The boards of directors exercise authority not by popular demand but by state charter. Incorporated by the state, they can call upon the courts and the police to enforce their decisions against the competing claims of staff, clients, or other constituents. Those boards are non-elected, self-selected, self-perpetuating ruling coteries if affluent persons who are answerable to no one but themselves. They are checked by no internal electoral system, no position parties, no accountability to the institution’s rank and file or the public, whose lives they might affect with their decisions. “when the state act to protect their authority, it does so through the property system; that is, it recognizes the corporation as the private property of some determinate group of men and it protects their right to do, within legal limits, what they please with their property.” Yet, institutions so ruled are said to be the mainstay of democratic pluralism.

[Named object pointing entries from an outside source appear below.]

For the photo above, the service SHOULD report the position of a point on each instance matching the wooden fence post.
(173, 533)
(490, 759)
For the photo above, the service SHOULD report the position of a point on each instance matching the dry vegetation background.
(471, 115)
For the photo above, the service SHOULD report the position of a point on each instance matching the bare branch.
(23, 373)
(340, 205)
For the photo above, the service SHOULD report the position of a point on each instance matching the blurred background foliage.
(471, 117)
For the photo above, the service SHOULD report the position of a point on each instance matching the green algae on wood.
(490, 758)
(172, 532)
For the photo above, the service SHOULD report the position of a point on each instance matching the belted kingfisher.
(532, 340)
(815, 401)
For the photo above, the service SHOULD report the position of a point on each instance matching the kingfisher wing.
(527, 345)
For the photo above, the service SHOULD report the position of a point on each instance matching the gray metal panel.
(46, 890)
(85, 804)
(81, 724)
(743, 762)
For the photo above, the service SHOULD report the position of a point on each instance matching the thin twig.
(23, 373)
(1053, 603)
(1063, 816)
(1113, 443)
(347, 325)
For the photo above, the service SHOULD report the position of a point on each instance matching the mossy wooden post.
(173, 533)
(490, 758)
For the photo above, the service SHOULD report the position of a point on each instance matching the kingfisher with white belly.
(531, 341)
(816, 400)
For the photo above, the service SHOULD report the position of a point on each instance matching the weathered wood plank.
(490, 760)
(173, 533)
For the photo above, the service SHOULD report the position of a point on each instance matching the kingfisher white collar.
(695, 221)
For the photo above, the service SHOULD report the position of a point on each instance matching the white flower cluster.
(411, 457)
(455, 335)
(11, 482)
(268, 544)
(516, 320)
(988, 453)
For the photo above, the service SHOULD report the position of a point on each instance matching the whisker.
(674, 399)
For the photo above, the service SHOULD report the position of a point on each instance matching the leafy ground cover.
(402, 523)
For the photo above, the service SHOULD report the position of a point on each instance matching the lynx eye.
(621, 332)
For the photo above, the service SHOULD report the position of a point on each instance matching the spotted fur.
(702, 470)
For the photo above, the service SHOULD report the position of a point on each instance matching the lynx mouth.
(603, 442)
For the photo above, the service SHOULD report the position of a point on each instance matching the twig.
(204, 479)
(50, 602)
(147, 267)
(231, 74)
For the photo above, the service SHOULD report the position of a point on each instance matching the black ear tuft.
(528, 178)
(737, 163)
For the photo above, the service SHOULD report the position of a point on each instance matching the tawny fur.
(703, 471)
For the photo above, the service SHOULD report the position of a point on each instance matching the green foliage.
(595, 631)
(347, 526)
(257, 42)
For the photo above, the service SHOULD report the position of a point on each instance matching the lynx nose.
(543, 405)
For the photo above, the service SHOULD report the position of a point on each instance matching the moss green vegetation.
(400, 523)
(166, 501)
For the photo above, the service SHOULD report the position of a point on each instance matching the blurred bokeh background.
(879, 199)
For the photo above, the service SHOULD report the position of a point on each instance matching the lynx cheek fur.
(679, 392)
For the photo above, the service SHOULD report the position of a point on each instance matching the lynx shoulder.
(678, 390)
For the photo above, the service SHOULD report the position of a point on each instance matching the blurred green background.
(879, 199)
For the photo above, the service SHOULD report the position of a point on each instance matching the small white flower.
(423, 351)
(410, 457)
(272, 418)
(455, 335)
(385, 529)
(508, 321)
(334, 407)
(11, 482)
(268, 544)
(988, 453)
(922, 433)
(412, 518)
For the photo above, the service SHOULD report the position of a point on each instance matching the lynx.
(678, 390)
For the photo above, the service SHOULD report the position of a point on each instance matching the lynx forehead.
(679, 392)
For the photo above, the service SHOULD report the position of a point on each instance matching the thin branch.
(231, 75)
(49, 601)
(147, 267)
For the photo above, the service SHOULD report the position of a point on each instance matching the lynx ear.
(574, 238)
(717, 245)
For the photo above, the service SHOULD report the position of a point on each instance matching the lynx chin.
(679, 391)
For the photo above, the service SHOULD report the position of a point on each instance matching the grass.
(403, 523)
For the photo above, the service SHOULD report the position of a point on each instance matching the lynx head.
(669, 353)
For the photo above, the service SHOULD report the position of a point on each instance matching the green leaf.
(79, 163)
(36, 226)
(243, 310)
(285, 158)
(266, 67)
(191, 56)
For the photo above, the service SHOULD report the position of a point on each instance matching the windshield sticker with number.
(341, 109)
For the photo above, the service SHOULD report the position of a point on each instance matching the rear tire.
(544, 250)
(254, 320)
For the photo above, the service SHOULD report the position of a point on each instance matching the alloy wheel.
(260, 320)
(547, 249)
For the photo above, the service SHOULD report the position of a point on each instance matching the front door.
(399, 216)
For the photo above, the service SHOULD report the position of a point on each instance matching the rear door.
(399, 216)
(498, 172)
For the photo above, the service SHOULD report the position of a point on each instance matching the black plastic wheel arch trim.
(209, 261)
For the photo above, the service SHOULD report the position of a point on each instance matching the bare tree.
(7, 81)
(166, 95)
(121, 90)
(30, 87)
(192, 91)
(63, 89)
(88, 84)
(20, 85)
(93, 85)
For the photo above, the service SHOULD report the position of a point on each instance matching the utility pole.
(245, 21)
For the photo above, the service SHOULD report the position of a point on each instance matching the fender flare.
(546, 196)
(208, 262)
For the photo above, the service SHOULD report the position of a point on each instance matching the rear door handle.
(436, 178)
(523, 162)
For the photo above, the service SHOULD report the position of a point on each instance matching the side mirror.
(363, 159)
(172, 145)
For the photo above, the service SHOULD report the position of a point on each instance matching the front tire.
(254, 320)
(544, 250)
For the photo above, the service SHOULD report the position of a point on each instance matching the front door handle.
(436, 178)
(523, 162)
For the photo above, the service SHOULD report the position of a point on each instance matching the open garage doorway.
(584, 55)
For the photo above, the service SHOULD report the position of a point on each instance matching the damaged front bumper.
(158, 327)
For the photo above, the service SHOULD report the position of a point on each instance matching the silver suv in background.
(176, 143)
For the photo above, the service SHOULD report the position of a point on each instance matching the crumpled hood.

In a word, the cultural order is not independent of the business system. Nor are institutions independent of each other, being owned outright or directly controlled by the more active members of the business class in what amounts to a system of interlocking and often interchanging directorates. We know of more than one business leader who not only presides over a bank or corporation but has served as a cabinet member in Washington, is a regent of a large university, a trustee of a civic art center, and, at one time or another, a member of the board of major newspaper, a church, a foundation, or a television network.
This confluence of the business class with state and cultural developed markedly during the latter part of the nineteenth century, as capitalism came to maturity and capitalists moved to achieve a cultural hegemony to shore up their economic dominance. As one historian describes it:
In short order the railroad presidents, copper barons, the big dry-goods merchants and the steel masters become Senators, ruling the highest councils of the national government… but they also became in even greater number lay leader of churches, trustees of universities, partners or owners of newspapers or press services and figures of fashionable, cultured society. And through all these channels they labored to advance their policies and principles.
With command over organized structure, personnel, and budget comes command over the practices and content of the institution. Those who call the tune may not be able to exercise perfect control over every note that is played, but individuals who stray too far from the score, who create too much cacophony, eventually find themselves without pay or position. Along with the punishments for dissent there are the rewards for compliance – the grants, fellowships, commissioned studies, honorary awards, special programmers, top appointments, conference invitations, fat lecture fees, junkets, and other such enticements. Let us consider some “nonpolitical” institutions.